How come, however, in that time the fixed fee (before the per-dollar and VAT charges) went up from 25 dollars to 50 dollars at my bank (UBA) - it still says 25 on the website, then 0.5% variable. On the website of GTBank it says 0 fixed but a flat 1% fee (which indicates more streamlined operations) .

So when I read this, UBA Bank's African Operations...I thought aha, same thing I've been stressing, if we don't get operations rationalized somehow, we're going down.

"Amid the rising cost of operation occasioned by the prevailing stringent conditions, United Bank for Africa Plc has continued to reap bountifully from its spread in the African market, reports Festus Akanbi
Original Source: This Day
With many banks coming under pressure from the Central Bank of Nigeria’s (CBN) cut on banking fees, UBA’s African operations are providing a buffer to its earnings. UBA Plc has operations in 18 African countries, besides Nigeria. The bank’s foresight in spreading across Africa is now yielding fruits as recent CBN policies put pressure on the earnings of Nigerian banks.

The CBN, in the last few months, has cut the Commission on Turnover or CoT by 40 percent to N3 per mil from the previous N5 per mil with a target to phase out CoT totally by 2016. The apex bank has also directed banks to fix interest on savings at a minimum of 30 percent of the Monetary Policy Rate (MPR), effectively moving up interest rate on savings to a minimum of 3.6 percent. Other policies that are having a negative impact on Nigerian bank earnings include the rise in Asset Management Corporation of Nigeria (AMCON) levy from 0.3 percent to 0.5 percent of assets and the significant increase in cash reserve ratio (CRR) on public sector deposits from 12 percent to 50 percent.

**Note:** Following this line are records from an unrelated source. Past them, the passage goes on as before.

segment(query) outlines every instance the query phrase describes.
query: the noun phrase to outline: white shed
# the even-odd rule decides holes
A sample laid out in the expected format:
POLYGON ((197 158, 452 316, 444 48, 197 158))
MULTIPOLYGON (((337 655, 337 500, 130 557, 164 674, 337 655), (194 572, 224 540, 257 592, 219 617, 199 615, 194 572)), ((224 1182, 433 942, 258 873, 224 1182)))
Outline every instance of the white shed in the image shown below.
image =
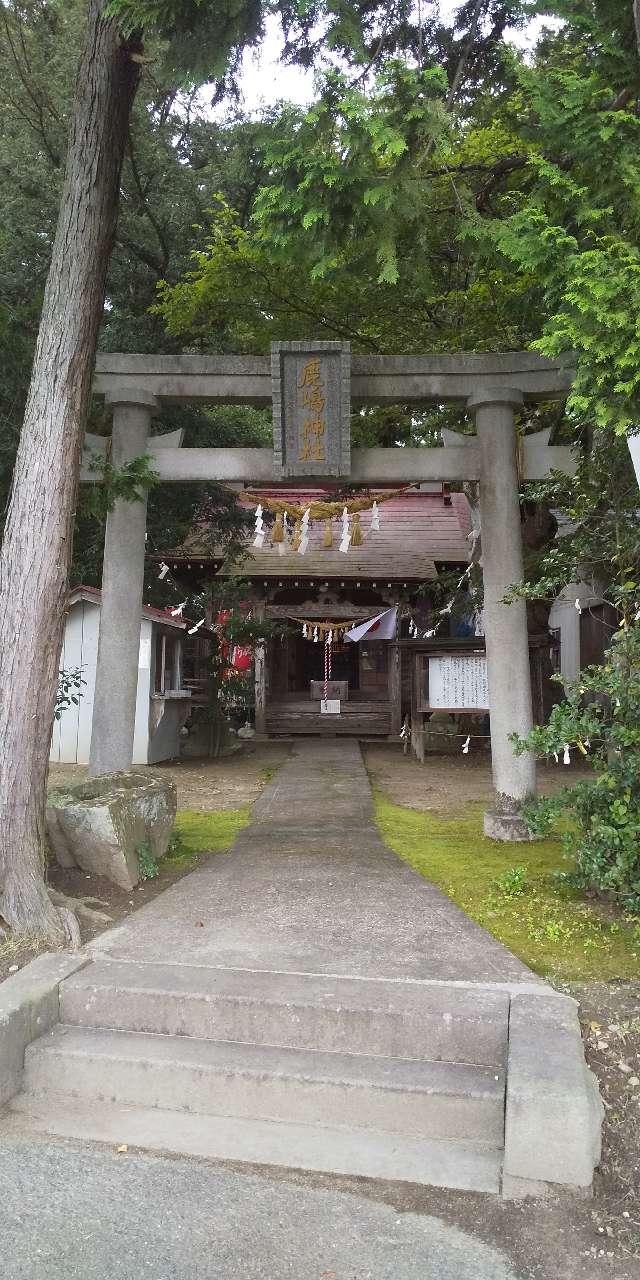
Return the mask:
MULTIPOLYGON (((50 759, 88 764, 96 684, 100 591, 78 586, 69 596, 60 667, 82 668, 79 704, 54 722, 50 759)), ((177 759, 180 728, 191 709, 191 691, 182 687, 183 636, 187 623, 169 612, 145 605, 140 622, 138 696, 133 764, 177 759)))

Nigerian bank earnings have thus come under significant pressure from the different policies, which have seen many banks experience drop in earnings growth and profits in the released financial results for the first half of the year ended June 2013. However, UBA is one of the few Nigerian banks that have been able to retain its growth momentum for the first half of 2013 despite the pressure on earnings and increased cost of operations arising from the CBN policies. Analysts link the bank’s resilience to its extensive operations across Africa. The bank’s 18 African subsidiaries outside Nigeria contributed an average of 20 percent of first half deposits in 2013.
“The bank’s operations across Africa are a significant advantage now that earnings are coming under pressure in Nigeria. With most of those subsidiaries now coming into their own, whatever earnings are lost in Nigeria, can be made up from the African operations,” said one analyst familiar with the bank’s operations. “UBA’s net interest margin was largely stable at 5.8 percent despite the regulatory induced pressure on industry earnings,” said UBA CEO Phillip Oduoza, during the half-year presentation by the bank to investors.
“We expect to see improvement, following recent and ongoing loan book expansion,” he explained."